Skip to content
>_ TrueFileSize.com
··8 min read

File Type Validation Beyond Extensions — Magic Bytes, MIME Sniffing, and Polyglots

Checking file extensions is the most common — and most dangerous — approach to file type validation. An attacker simply renames shell.php to shell.jpg and your validation passes. Here's why extensions are unreliable and how to validate file types properly.

Why Extension Checking Fails

// This "validation" is trivially bypassed
if (!filename.endsWith('.jpg') && !filename.endsWith('.png')) {
  return res.status(400).json({ error: 'Only images allowed' });
}
// Attacker: renames malware.exe to malware.jpg → passes

Real Attack Scenario

  1. Attacker creates webshell.php (PHP backdoor)
  2. Renames to webshell.php.jpg (double extension)
  3. Uploads — your extension check sees .jpg and allows it
  4. Apache with misconfigured mod_php executes it as PHP
  5. Attacker has remote code execution on your server

The Three Layers of File Type Detection

Layer 1: File Extension (Weakest)

photo.jpg          → Looks like JPEG
photo.php.jpg      → Double extension — which does the server use?
photo.jpg%00.php   → Null byte injection (older systems)

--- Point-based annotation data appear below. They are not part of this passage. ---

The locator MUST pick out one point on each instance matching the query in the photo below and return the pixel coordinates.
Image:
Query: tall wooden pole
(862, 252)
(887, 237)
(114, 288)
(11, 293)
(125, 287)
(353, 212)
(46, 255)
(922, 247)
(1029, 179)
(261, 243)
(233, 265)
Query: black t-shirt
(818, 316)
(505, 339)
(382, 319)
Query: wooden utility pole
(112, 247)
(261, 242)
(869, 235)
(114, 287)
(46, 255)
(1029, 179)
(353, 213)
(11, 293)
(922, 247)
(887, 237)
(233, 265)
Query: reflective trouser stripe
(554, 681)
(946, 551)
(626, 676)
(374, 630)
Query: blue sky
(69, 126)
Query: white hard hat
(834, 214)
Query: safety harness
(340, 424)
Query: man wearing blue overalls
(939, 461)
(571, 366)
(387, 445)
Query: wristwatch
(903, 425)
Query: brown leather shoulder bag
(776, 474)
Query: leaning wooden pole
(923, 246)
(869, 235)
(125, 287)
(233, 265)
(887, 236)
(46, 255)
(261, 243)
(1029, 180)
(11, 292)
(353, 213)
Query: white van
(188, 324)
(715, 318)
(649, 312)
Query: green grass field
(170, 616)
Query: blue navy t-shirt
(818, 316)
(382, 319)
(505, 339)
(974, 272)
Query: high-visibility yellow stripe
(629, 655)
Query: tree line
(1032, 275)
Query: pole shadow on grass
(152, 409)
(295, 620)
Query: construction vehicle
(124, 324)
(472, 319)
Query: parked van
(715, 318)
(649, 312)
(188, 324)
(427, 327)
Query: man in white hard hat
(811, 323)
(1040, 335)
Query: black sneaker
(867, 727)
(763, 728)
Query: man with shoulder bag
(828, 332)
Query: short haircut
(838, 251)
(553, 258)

Reliability: None. Anyone can rename a file.

Layer 2: MIME Type (Client-Reported)

The browser sends Content-Type based on the OS file association:

Content-Type: image/jpeg

Reliability: Low. If the attacker renames .php to .jpg, the browser sends image/jpeg.

Layer 3: Magic Bytes (File Signature — Strongest)

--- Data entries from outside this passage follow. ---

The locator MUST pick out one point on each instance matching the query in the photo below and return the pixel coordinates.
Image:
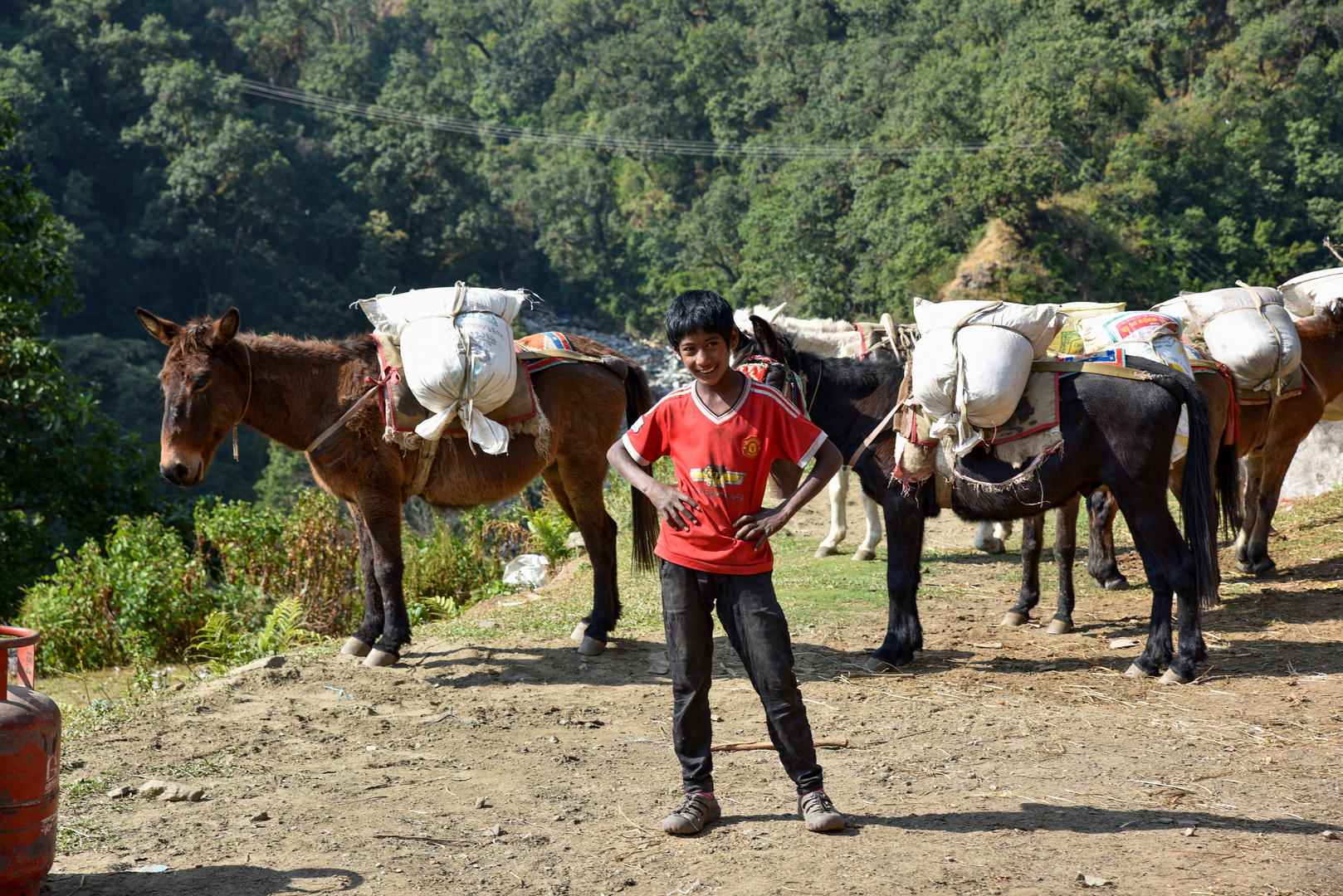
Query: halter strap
(247, 403)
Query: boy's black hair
(699, 309)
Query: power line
(667, 147)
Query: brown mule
(291, 390)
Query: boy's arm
(671, 501)
(759, 527)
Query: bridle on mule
(247, 403)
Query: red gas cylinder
(30, 772)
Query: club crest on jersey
(717, 477)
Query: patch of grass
(198, 767)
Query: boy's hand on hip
(758, 527)
(675, 507)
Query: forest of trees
(1115, 149)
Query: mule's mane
(197, 336)
(849, 373)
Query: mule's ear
(766, 338)
(225, 328)
(160, 328)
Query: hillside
(1194, 145)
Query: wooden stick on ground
(766, 744)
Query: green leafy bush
(549, 528)
(263, 555)
(145, 596)
(222, 644)
(456, 564)
(139, 592)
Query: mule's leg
(371, 627)
(868, 550)
(1191, 649)
(1264, 472)
(986, 540)
(1032, 538)
(904, 546)
(1163, 553)
(1100, 557)
(382, 518)
(838, 514)
(1065, 551)
(578, 488)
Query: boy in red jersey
(723, 431)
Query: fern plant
(551, 528)
(222, 644)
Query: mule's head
(763, 340)
(207, 387)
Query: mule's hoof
(356, 648)
(591, 646)
(380, 659)
(1134, 672)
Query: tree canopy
(1127, 149)
(66, 469)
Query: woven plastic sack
(1145, 334)
(1308, 293)
(973, 360)
(1245, 328)
(457, 348)
(1069, 342)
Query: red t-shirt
(723, 462)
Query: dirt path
(1004, 762)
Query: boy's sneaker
(695, 813)
(818, 811)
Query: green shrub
(141, 594)
(549, 528)
(262, 555)
(222, 644)
(458, 563)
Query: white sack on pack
(1315, 292)
(1069, 342)
(1247, 329)
(450, 377)
(1145, 334)
(973, 359)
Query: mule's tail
(1197, 500)
(638, 398)
(1229, 488)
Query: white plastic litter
(1315, 292)
(973, 360)
(1145, 334)
(1247, 329)
(527, 568)
(1069, 342)
(457, 348)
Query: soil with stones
(1001, 762)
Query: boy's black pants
(754, 621)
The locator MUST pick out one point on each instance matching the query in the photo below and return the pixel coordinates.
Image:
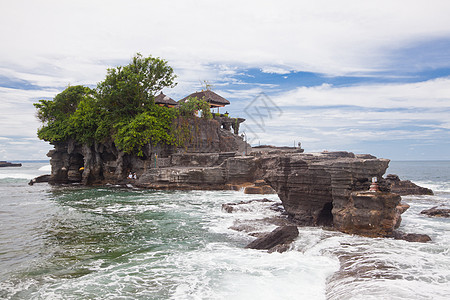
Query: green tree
(121, 108)
(129, 90)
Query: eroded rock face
(405, 187)
(439, 212)
(208, 147)
(329, 189)
(369, 214)
(277, 240)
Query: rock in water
(405, 187)
(277, 240)
(437, 212)
(411, 237)
(329, 189)
(42, 178)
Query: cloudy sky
(368, 77)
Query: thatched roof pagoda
(163, 100)
(209, 96)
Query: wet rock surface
(411, 237)
(40, 179)
(331, 189)
(439, 212)
(277, 240)
(405, 187)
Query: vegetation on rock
(121, 108)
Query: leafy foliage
(121, 108)
(63, 105)
(128, 91)
(153, 126)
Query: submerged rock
(437, 212)
(42, 178)
(277, 240)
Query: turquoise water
(114, 243)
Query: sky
(360, 76)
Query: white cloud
(320, 118)
(427, 94)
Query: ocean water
(73, 242)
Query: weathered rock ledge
(405, 187)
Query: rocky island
(158, 143)
(8, 164)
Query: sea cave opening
(325, 217)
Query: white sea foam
(17, 176)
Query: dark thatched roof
(209, 96)
(163, 99)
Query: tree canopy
(121, 108)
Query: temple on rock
(214, 100)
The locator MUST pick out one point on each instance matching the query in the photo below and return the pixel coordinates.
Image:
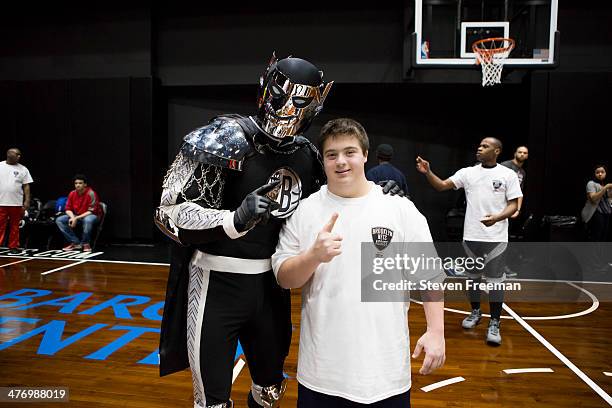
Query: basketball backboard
(446, 29)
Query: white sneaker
(493, 333)
(472, 320)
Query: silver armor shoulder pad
(221, 143)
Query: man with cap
(385, 170)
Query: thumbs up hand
(327, 245)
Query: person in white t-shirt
(352, 352)
(15, 182)
(492, 192)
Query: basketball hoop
(491, 54)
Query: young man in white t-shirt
(352, 352)
(492, 192)
(15, 183)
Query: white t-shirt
(12, 178)
(356, 350)
(487, 191)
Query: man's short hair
(80, 177)
(344, 126)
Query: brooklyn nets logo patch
(381, 236)
(288, 192)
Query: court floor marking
(48, 258)
(16, 262)
(440, 384)
(237, 368)
(527, 370)
(606, 397)
(594, 306)
(63, 267)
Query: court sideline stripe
(528, 370)
(237, 368)
(606, 397)
(48, 258)
(440, 384)
(62, 267)
(16, 262)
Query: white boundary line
(591, 309)
(237, 369)
(528, 370)
(63, 267)
(16, 262)
(440, 384)
(606, 397)
(47, 258)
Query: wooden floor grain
(121, 380)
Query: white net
(491, 55)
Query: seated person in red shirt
(83, 206)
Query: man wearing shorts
(492, 192)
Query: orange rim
(487, 53)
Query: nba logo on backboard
(425, 50)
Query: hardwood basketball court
(98, 331)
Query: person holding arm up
(352, 352)
(492, 192)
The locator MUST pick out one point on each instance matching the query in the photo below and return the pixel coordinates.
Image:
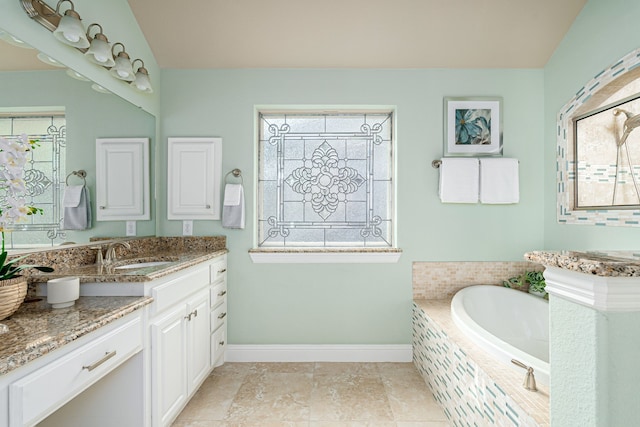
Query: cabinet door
(194, 178)
(169, 366)
(122, 181)
(198, 340)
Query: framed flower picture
(473, 126)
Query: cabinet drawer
(219, 269)
(170, 293)
(218, 293)
(218, 316)
(40, 393)
(218, 346)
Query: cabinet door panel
(193, 180)
(122, 181)
(168, 366)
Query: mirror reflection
(33, 86)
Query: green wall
(603, 32)
(358, 303)
(90, 115)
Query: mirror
(598, 149)
(26, 82)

The first bytes of a file identify its true format:

| Format | Magic Bytes | Hex | |--------|------------|-----| | JPEG | ÿØÿ | FF D8 FF | | PNG | .PNG | 89 50 4E 47 | | PDF | %PDF | 25 50 44 46 | | ZIP/DOCX/XLSX | PK.. | 50 4B 03 04 | | GIF | GIF8 | 47 49 46 38 | | MP4 | ftyp | 66 74 79 70 (at offset 4) | | SQLite | SQLite format 3 | 53 51 4C 69 74 65 | | WASM | .asm | 00 61 73 6D |

Reliability: High. Attacker must modify the actual binary content.

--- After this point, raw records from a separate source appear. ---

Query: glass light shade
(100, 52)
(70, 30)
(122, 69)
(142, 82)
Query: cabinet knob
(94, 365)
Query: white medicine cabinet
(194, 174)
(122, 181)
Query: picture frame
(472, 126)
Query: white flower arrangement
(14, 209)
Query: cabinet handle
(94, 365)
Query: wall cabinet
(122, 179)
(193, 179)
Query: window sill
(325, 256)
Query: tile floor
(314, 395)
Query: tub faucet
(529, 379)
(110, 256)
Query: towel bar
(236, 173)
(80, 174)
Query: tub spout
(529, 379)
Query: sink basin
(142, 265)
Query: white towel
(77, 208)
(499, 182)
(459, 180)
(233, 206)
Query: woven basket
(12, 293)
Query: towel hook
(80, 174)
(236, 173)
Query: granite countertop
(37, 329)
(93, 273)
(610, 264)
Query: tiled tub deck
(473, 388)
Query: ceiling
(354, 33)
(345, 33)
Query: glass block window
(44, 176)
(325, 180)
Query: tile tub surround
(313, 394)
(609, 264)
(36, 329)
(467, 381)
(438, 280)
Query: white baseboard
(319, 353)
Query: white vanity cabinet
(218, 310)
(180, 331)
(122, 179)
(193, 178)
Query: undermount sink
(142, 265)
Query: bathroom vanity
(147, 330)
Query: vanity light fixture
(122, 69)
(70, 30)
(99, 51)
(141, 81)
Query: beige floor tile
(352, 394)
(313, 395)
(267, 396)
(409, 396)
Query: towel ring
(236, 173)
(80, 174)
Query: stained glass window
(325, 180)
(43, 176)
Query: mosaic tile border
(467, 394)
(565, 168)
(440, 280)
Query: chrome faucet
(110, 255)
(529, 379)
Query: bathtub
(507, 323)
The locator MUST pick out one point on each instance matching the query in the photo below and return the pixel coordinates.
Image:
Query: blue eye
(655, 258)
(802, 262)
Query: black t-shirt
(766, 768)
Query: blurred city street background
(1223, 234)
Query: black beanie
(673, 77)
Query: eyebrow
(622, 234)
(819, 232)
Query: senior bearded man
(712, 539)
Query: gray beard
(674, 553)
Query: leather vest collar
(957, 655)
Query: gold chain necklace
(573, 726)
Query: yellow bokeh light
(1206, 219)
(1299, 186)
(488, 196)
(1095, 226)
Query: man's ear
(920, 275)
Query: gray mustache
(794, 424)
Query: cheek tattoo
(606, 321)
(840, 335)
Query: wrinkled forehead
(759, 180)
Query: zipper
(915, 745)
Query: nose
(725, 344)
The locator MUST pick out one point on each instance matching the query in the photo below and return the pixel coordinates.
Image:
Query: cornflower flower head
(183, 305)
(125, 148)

Implementation: Three-Layer Validation

import { fileTypeFromBuffer } from 'file-type';
import path from 'path';

const ALLOWED = {
  'image/jpeg': ['.jpg', '.jpeg'],
  'image/png': ['.png'],
  'application/pdf': ['.pdf'],
};

async function validateFile(originalName, buffer) {
  // Layer 1: Extension whitelist
  const ext = path.extname(originalName).toLowerCase();
  const allowedExts = Object.values(ALLOWED).flat();
  if (!allowedExts.includes(ext)) {
    throw new Error(`Extension ${ext} not allowed`);
  }

  // Layer 2: Magic bytes detection
  const detected = await fileTypeFromBuffer(buffer);
  if (!detected) {
    throw new Error('Could not detect file type from content');
  }

  // Layer 3: Cross-check — do extension, MIME, and magic bytes agree?
  const allowedMimes = Object.keys(ALLOWED);
  if (!allowedMimes.includes(detected.mime)) {
    throw new Error(`Detected type ${detected.mime} not in allowlist`);
  }

  // Verify extension matches detected type
  const expectedExts = ALLOWED[detected.mime];
  if (!expectedExts.includes(ext)) {
    throw new Error(
      `Extension mismatch: ${ext} but content is ${detected.mime}`
    );
  }

  return { mime: detected.mime, ext: detected.ext };
}

What Are Polyglot Files?

A polyglot file is valid in multiple formats simultaneously. For example, a file that is both a valid JPEG and valid JavaScript:

FF D8 FF E0 ... [JPEG data] ... /* = */ alert('XSS'); //

This file:

  • Opens in an image viewer as a normal JPEG
  • Executes as JavaScript if served with text/javascript MIME type

Defense Against Polyglots

  1. Re-encode images (strips embedded payloads):
// sharp re-encoding destroys any non-image payload
await sharp(uploadedBuffer)
  .jpeg({ quality: 85 })
  .toBuffer();
  1. Set X-Content-Type-Options: nosniff (prevents MIME sniffing):
X-Content-Type-Options: nosniff
  1. Serve user uploads from a separate domain (same-origin isolation):
Main app:    app.example.com
User files:  uploads.example.com  (different origin → no cookie access)

Python Implementation

import magic

ALLOWED_MIMES = {
    'image/jpeg': ['.jpg', '.jpeg'],
    'image/png': ['.png'],
    'application/pdf': ['.pdf'],
}

def validate_file(filepath, original_name):
    # Magic bytes detection
    detected_mime = magic.from_file(filepath, mime=True)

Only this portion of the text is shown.